Girded by his documentary experience, Heineman beleived he was doing right in giving these people a platform and a voice in the film.

“I deal with this everyday on my documentaries,” he recalled telling his star. “It’s a human thing. If you want to give someone a hug, or give them some space, you do. Your job is to capture these moments and he wouldn’t be here if he didn’t want his story to be told.”

It was a pivotal conversation that helped nudge Pike into a stirring, bone-deep portrayal. Released in November, “A Private War” earned Pike a Golden Globe nomination for best actress and Heineman a Directors Guild of America nod for best first feature.

Looking ahead, Heineman said he plans to keep one directorial foot in features and another in documentaries. He has both in the works now. Along with “A Private War,” Heineman last year directed the five-part Showtime documentary series “The Trade” about the opioid crisis.

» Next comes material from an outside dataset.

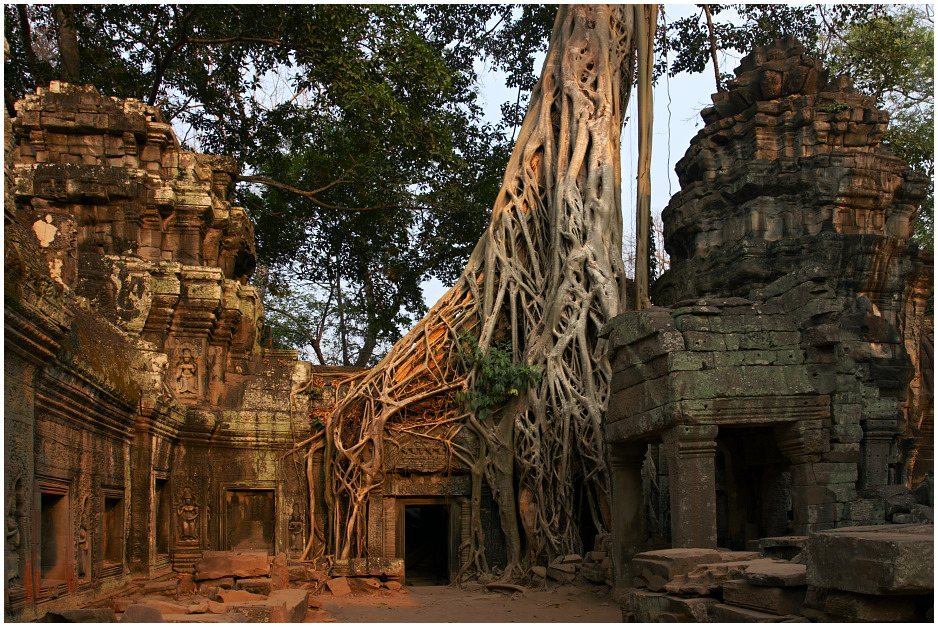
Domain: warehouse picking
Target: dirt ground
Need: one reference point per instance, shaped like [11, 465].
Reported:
[448, 604]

“Film has the ability to bring people together and create dialogue in an otherwise very divided world,” he said. “I hope this film — like Maria’s work — gets people to stop and care and think about the world we’re living in.”

In January, a federal court determined that the Assad regime in Syria had targeted Colvin for assassination and ordered the country’s government to pay Colvin’s family more than $300 million. The nation may not pay the sum, but the case is believed to be the beginning of Assad being held accountable for war crimes in international court.

Meanwhile, journalism remains under attack around the globe and here in the U.S., where the president has deemed the press “the enemy of the people.” Heineman hopes that “A Private War,” and Colvin’s legacy, can beat back the forces seeking to silence the truth.

“We’re living in a world of soundbites and fake news, in a country where certain people in power are demonizing specific journalists and journalism in general,” he said. “This film is not only an homage to Marie but to journalism and the people who are fighting for the truth and shedding light on dark corners of the world. I think that’s an important message to get out there today.”